A super generation of monarchs led by their fearless leader, Beaucup, migrate to Mexico.
Maria stood on a hill above her village nestled high in the Michoacan mountains of Mexico. Adobe houses spread across the valley floor in a rainbow of vibrant colors: lime green, turquoise, pale yellow, pink, and chalk white. Almost all had red-tiled roofs. Bright, colorful flowers adorned most of their front porches. Over the past few years, Angangueo's newer homes crept up the mountain's west slope.
In the middle of town, the Inmaculada Concepcion Church rose high above all the red roofs. Here lay the heart of the city, and the dusty streets that led to it were not unlike the veins of a body. Villagers could see the towering steeple from anywhere in the valley.
Even higher than the church steeple lay the town's cemetery. In the middle of a quiet field, a short rock wall outlined its rectangular shape and a white wooden gate provided entrance. Slanted trees with twisted trunks rose up over the graves. Maria stood by one of those graves. Her white cotton dress contrasted the solemn dark gray headstones, and a shawl concealed her black hair. She loosely held a simple bouquet of dahlias.

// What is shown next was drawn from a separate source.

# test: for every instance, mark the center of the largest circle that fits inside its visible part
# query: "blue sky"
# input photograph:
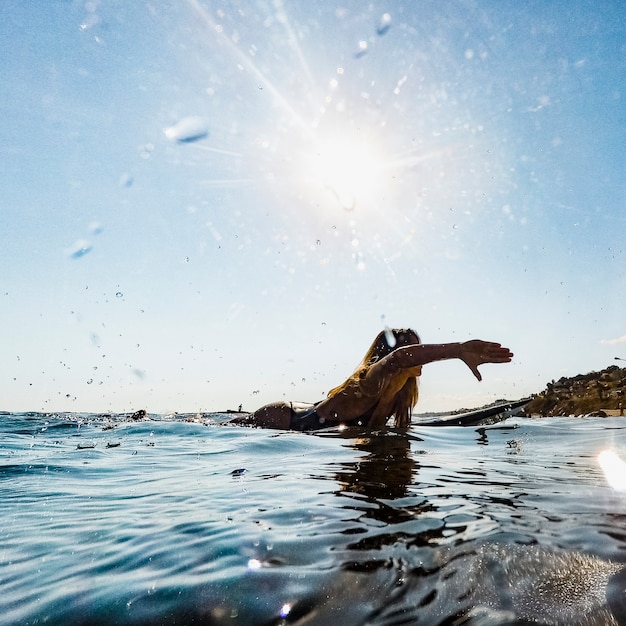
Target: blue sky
(455, 167)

Nine months earlier, Maria experienced the saddest day of her life. She had just prepared chilaquiles and eggs for her family. “Breakfast is ready,” she said, dishing up the plates. Her husband, Miguel, and two of their three daughters — Rachel, the oldest, and Amparo, the youngest — entered the small kitchen and approached the counter.
Maria exited the room down the narrow hallway to her son's bedroom. She stood just outside the door. “Diego, breakfast is ready.” As she returned to the kitchen, the six-year-old child did not move. He was a remarkable boy, full of curiosity and candor, but ever since birth he experienced health issues off and on. As of late, Diego had been very tired.
Miguel, Rachel, and Amparo now sat at the table. Maria dished up her plate and the third daughter, Nora, entered the kitchen.
“Good morning, sleepy,” said her father.
“Morning,” replied Nora, yawning.
“Diego!” Maria called out loudly.
Maria set Nora's plate down beside her and returned to the bedroom. Amparo picked up her fork but the father thumped his fist twice on the table. “We will wait for prayer,” he said, exaggerating his sternness. Amparo placed the fork back down. Then Maria's scream hurtled down the hallway into the kitchen, and Miguel's heart sank to the floor. “Wait here, girls,” he said. His chair slid across the wood floor and made a screech that stabbed the air. The daughters looked at each other, frightened. Miguel hurried through the short hall into the room where he found his wife kneeling by the side of the bed. Maria was weeping.
“I don't think he's breathing, Miguel.”
Miguel felt for a pulse and placed his arm around his wife and stammered, “No, Lord, no, no … not our little boy.”
One by one the three girls inched their way into the bedroom, and the family wept together.
That tragic dawn began the long mournful process for the Prado family. They agonized Diego's loss for months, and Maria visited the Inmaculada Concepcion church many times to consult with Father Padilla.
On her very first visit Father Padilla had said, “Diego is now in God's hands.”
“He was always in God's hands,” whispered the mother.
Maria placed the bouquet of flowers on Diego's grave. Over the past several months, she had come to better terms with the loss of her son. One matter, though, still remained to ensure the sanctity of his soul — the return of the monarch butterflies. For centuries, the orange and black creatures descended upon their village representing the souls of departed loved ones. The sacred oyamel forest on the outskirts of the village provide the ideal wintering grounds. Situated high in the mountains, the temperature suits the monarch hibernation, and the oyamel fir trees form a thick canopy for protection.
Like clockwork, the butterflies usually arrive by November 1. This is fitting since the date coincides with The Day Of The Dead celebration. On All Saints' Day, or the Day of the Little Angels, the spirits of departed children return for twenty-four hours. On November 2 or All Souls' Day, the spirits of departed adults do the same. For Maria, it was especially important this year the monarchs arrive by November 1. Her husband, Miguel, walked up beside her, and they shared a prayer for it to be so.